Banco Bilbao Vizcaya Argentaria (BBVA)
BBVA, a global bank with 100,000 MIPS of IBM mainframe capacity deployed across Europe and the Americas has began rehosting their core banking transactions and other mainframe applications to Oracle Tuxedo and Oracle Database. With over 3000 MIPS already rehosted in 2012 and another 12,000 under way in 2013, the bank has crunched the numbers and estimated $1M/year savings for every 1000 MIPS of rehosted workloads. They rely on robust Tuxedo and Oracle Database foundation, coupled with Tuxedo Mainframe Adaptors for integration with IBM CICS and IMS, and GoldenGate for database synchronization, to run a hybrid core banking infrastructure with full security and global transaction coordination across rehosted transactions and those that are still on the mainframe.

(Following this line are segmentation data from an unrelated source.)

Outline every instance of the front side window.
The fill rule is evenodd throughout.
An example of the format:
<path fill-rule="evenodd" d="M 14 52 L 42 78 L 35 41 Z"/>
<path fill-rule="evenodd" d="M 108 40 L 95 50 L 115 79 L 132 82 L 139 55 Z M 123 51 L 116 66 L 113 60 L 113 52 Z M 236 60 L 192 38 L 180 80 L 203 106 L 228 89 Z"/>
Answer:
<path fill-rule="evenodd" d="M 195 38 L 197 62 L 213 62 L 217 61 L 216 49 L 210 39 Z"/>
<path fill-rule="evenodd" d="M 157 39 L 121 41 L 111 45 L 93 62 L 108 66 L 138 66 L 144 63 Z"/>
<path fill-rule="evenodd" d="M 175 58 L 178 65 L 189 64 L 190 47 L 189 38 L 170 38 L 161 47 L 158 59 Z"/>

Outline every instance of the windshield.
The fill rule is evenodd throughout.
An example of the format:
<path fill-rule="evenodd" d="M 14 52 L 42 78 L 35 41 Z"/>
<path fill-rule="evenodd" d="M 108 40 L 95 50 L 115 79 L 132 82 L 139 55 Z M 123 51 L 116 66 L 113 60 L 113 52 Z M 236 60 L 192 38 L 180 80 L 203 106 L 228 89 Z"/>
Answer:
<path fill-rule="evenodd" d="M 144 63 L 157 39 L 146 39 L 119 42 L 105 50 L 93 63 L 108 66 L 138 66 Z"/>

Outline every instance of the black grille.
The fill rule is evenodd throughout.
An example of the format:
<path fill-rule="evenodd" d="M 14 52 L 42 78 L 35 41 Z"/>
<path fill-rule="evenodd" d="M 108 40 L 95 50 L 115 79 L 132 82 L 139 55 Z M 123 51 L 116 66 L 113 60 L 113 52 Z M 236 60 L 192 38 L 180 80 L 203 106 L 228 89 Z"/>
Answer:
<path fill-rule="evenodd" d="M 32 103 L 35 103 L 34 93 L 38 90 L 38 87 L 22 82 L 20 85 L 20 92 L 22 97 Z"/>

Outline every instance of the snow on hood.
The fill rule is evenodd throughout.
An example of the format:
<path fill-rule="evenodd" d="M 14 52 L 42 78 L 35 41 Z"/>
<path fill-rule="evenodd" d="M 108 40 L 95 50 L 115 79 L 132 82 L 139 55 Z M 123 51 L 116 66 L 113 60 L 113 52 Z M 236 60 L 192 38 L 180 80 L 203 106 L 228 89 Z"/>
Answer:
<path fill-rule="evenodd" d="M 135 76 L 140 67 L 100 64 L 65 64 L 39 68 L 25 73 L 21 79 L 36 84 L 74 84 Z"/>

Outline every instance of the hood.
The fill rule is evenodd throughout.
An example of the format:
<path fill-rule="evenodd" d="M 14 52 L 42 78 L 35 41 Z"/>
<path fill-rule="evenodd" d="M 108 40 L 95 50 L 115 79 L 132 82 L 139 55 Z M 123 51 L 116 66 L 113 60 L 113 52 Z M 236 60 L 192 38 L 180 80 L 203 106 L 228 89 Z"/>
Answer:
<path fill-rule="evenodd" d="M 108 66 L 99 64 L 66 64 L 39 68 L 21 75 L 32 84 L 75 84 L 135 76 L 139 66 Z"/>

Operating in many countries presents complex regulatory challenges for BBVA, including requirements for managing local customer data and transactions in-country. Using Tuxedo and Oracle Database, BBVA is able to deploy a small “bank-in-a-box” datacenter configuration in those countries that have this requirement. Speaking at Oracle Open World 2012 , Antonio Gelart, head of BBVA modernization program, stated that the bank’s goal is zero MIPS – no mainframes – and with the success of early rehosting projects they can see a clear path towards this goal.
Mazda, long known as an innovator in automobile industry, is right sizing its IT infrastructure to meet the challenges of the current economic disruptions. Shedding the legacy mainframe environment, Mazda has chosen to migrate its cost accounting system off the mainframe to a Linux environment powered by Tuxedo and Tuxedo’s Application Runtime (ART) for Batch.

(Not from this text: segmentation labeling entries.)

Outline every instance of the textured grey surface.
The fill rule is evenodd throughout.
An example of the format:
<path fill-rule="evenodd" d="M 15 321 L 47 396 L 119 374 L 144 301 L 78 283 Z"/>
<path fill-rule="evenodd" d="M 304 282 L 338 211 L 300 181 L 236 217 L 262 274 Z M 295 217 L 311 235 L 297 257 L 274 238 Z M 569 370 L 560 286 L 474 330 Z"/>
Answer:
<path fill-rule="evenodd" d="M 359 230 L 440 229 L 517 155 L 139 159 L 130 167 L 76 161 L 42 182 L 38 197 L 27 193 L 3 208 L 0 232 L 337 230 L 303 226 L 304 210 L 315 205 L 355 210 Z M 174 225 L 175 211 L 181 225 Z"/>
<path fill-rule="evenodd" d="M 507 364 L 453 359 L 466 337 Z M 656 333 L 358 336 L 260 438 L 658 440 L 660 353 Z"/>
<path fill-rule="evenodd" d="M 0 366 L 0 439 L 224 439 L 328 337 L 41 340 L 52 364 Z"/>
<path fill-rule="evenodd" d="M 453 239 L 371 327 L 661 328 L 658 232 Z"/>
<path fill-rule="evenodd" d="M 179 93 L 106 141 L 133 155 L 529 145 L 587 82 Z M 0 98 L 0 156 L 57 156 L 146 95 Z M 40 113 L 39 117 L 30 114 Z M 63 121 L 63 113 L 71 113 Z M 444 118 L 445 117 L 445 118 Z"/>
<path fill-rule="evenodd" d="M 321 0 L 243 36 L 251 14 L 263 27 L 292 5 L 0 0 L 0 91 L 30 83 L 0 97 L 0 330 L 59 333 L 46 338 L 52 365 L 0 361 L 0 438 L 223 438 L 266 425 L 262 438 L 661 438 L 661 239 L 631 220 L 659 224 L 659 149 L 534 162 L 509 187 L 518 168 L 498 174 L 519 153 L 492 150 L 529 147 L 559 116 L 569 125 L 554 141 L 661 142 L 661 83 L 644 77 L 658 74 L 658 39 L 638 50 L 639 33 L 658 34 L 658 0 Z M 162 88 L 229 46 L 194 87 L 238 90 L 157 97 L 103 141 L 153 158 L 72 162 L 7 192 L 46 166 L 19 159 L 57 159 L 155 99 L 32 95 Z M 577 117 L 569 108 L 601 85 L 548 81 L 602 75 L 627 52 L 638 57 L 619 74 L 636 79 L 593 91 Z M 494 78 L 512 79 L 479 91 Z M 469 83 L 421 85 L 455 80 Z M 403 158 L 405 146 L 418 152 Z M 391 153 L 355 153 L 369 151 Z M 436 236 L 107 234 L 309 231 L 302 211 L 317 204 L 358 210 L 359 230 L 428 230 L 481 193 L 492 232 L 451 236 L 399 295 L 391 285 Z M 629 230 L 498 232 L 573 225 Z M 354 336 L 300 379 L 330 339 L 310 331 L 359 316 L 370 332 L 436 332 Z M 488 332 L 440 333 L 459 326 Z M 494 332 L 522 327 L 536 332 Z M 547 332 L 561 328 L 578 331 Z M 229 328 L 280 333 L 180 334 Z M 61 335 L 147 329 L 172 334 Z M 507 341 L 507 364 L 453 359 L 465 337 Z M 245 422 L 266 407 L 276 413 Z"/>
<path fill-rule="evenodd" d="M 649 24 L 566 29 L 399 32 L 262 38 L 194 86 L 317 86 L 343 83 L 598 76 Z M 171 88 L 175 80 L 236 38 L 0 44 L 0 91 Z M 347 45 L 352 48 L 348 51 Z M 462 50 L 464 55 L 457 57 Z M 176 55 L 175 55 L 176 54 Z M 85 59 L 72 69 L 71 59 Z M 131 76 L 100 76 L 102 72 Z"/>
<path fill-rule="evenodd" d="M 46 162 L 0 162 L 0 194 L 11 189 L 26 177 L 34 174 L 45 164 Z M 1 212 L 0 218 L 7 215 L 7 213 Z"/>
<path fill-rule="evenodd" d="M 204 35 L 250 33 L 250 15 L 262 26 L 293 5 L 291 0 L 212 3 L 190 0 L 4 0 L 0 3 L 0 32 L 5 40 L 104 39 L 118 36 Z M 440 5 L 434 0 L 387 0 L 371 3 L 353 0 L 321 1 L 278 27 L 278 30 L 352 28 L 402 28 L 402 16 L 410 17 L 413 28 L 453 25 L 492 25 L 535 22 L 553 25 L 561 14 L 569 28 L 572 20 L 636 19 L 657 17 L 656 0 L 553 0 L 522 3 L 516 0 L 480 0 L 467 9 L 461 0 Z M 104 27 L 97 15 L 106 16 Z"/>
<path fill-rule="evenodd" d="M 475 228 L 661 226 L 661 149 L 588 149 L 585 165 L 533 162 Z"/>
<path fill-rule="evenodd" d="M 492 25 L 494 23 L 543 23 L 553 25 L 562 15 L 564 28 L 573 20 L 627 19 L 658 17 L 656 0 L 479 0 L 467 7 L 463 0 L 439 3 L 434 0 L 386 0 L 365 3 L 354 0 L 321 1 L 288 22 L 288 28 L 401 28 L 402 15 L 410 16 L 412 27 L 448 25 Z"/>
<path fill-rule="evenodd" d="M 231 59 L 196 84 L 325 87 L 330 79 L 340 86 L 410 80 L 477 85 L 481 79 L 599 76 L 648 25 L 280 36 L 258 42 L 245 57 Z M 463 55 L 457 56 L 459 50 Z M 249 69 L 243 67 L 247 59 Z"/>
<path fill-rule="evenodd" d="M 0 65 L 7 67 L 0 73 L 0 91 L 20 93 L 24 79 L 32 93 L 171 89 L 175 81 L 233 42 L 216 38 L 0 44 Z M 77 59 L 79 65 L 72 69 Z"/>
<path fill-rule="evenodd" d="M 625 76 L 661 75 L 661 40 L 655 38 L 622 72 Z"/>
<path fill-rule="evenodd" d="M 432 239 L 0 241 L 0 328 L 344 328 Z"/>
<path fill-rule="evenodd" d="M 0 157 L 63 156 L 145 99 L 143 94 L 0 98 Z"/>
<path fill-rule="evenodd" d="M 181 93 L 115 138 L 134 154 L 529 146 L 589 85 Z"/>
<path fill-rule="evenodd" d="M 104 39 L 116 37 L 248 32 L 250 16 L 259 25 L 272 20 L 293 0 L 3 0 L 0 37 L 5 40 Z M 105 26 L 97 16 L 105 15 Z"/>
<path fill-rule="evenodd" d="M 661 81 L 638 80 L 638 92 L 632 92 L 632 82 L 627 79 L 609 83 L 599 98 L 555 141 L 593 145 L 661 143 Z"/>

Accomplishing this migration in about one year, Mazda has revamped some of its application programs in Java and successfully married the traditional mainframe batch framework provided by Tuxedo ART with Java programs. Describing this migration project at Oracle Open World 2012, Masuhiro Yoshioka, Mazda’s IT infrastructure manager, said that they chose Oracle Tuxedo for its strong reliability and availability characteristics, which are critical for Mazda’s cost accounting system that feeds into quarterly and annual financial reporting. In addition to significant cost savings expected from decommissioning one of the two mainframes, Mazda has seen significant performance improvements from parallelizing the overnight batch processing across a distributed batch farm supported by Tuxedo’s distributed batch framework. Once acquired, the taste for rehosting stays strong. Mazda is now looking at rehosting an IBM IMS application from its last remaining mainframe to Tuxedo’s Application Runtime for IMS.
Caja de Valores (CdV)
CdV, an IT arm of Buenos Aires Stock Exchange, began its mainframe modernization quest in 2001 with a 3-yr project to re-write about 4M lines of COBOL code to Java. Fast forward to 2007, and, in the words of Alejandro Wyss, the CdV CIO, no critical subsystem has been migrated, the budget for re-write was overrun by 3X, and re-write project has achieved less than 30% of the total scope, while COBOL code base grew to 6M LoC.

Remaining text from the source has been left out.